The role of ocean biology in setting atmospheric pCO2: the preformed nutrient theory

The sensitivity of atmospheric pCO2 to changes in (1) ocean circulation and (2) high latitude ocean biology has great implications for understanding the lower atmospheric CO2 content of the glacial atmosphere. Here we present a simple theory for how atmospheric pCO2 varies with preformed PO4 inventory and the ocean carbon storage due to the soft tissue pump. Under conditions of perfect equilibrium between atmosphere and ocean and assuming that total ocean nutrient is conserved, atmospheric pCO2 can be written as a sum of exponential functions of the preformed nutrient inventory. We validate our theory against simulations in a suite of realistic ocean general circulation models (GCMs). We then proceed to discuss two important points as follows: (1) Changes in physical forcing can drive large changes in atmospheric pCO2, even with minimal changes in surface nutrient concentration. If Southern Ocean deepwater formation strengthens, the preformed nutrient inventory and thus atmospheric pCO2 increase. (2) As shown by previous studies, an increase in high latitude nutrient utilization can decrease atmospheric pCO2 significantly. Here we show that the response of atmospheric pCO2 to changes in surface nutrients depends on the oceanic circulation in the models.
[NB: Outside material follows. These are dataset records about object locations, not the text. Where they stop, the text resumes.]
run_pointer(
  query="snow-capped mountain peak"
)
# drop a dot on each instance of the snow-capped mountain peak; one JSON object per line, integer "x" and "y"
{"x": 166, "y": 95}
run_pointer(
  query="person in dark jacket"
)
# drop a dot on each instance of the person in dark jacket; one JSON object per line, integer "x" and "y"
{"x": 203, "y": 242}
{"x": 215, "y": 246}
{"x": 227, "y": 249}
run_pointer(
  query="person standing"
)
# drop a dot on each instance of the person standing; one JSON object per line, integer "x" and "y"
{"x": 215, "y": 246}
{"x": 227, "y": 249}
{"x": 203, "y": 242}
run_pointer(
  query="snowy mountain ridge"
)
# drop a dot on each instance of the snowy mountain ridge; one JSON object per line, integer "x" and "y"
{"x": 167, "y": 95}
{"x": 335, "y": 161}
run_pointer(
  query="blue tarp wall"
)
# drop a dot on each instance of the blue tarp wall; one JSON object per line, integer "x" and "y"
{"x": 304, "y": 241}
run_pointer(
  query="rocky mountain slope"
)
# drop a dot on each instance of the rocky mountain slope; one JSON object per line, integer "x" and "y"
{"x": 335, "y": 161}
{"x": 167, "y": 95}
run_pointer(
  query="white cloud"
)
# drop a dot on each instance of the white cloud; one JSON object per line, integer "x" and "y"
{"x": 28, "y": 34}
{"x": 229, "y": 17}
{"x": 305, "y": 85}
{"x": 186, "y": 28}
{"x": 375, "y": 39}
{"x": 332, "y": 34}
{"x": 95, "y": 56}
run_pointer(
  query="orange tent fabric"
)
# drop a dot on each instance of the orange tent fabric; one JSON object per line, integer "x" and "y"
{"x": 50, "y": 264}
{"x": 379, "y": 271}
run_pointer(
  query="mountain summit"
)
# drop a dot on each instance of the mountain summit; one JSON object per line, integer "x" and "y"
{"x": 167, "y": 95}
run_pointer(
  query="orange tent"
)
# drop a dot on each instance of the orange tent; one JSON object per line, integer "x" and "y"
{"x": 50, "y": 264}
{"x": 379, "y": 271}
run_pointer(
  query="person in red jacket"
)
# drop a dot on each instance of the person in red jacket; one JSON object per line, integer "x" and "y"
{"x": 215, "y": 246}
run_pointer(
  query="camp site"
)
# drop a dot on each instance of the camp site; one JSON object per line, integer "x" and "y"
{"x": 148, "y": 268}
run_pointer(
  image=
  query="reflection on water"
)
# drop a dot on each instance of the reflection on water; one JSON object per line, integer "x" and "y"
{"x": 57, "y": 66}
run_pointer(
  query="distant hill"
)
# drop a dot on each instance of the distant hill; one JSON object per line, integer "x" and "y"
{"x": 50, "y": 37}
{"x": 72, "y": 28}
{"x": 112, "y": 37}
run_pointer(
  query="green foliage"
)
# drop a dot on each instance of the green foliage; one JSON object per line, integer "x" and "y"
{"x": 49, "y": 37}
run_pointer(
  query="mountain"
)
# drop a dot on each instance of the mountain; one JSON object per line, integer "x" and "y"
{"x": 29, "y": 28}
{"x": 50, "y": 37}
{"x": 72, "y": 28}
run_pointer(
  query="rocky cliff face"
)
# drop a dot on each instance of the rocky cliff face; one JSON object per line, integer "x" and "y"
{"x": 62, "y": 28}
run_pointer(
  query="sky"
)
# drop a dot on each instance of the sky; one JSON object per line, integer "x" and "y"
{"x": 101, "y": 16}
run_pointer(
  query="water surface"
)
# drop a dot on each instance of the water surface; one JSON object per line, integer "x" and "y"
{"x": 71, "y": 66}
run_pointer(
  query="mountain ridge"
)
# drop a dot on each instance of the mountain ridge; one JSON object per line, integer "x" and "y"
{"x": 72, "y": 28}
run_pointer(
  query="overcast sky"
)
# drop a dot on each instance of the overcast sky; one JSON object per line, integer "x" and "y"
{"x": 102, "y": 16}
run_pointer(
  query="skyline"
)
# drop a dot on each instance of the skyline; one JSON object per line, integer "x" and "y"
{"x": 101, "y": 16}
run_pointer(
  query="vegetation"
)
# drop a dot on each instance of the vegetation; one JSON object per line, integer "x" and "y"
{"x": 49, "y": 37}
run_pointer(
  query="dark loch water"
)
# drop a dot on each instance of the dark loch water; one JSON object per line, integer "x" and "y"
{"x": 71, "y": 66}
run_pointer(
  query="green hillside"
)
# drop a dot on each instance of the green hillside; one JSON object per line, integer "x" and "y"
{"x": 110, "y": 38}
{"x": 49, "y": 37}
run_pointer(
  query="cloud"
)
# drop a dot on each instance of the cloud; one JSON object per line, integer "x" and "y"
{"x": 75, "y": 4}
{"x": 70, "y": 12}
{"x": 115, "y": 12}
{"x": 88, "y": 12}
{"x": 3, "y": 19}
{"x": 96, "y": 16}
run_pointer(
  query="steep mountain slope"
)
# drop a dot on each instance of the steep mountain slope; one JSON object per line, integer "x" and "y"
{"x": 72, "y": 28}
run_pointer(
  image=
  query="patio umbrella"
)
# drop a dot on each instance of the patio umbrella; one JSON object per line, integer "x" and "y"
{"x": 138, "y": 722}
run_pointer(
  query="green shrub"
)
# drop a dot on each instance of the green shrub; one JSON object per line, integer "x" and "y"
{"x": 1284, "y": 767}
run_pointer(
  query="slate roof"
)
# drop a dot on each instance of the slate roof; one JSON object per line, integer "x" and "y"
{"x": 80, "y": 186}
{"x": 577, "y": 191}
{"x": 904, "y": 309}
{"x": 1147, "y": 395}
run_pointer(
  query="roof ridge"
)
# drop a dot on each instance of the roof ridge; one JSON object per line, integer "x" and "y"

Increasing deep ocean ventilation by increasing vertical mixing or Southern Ocean winds increases the atmospheric sensitivity to surface nutrient forcing. Conversely, stratifying the Southern Ocean decreases the atmospheric CO2 sensitivity to surface nutrient forcing. In conclusion, atmospheric pCO2 is more sensitive to changes in surface biology changes in climates characterized by higher deep ocean ventilation.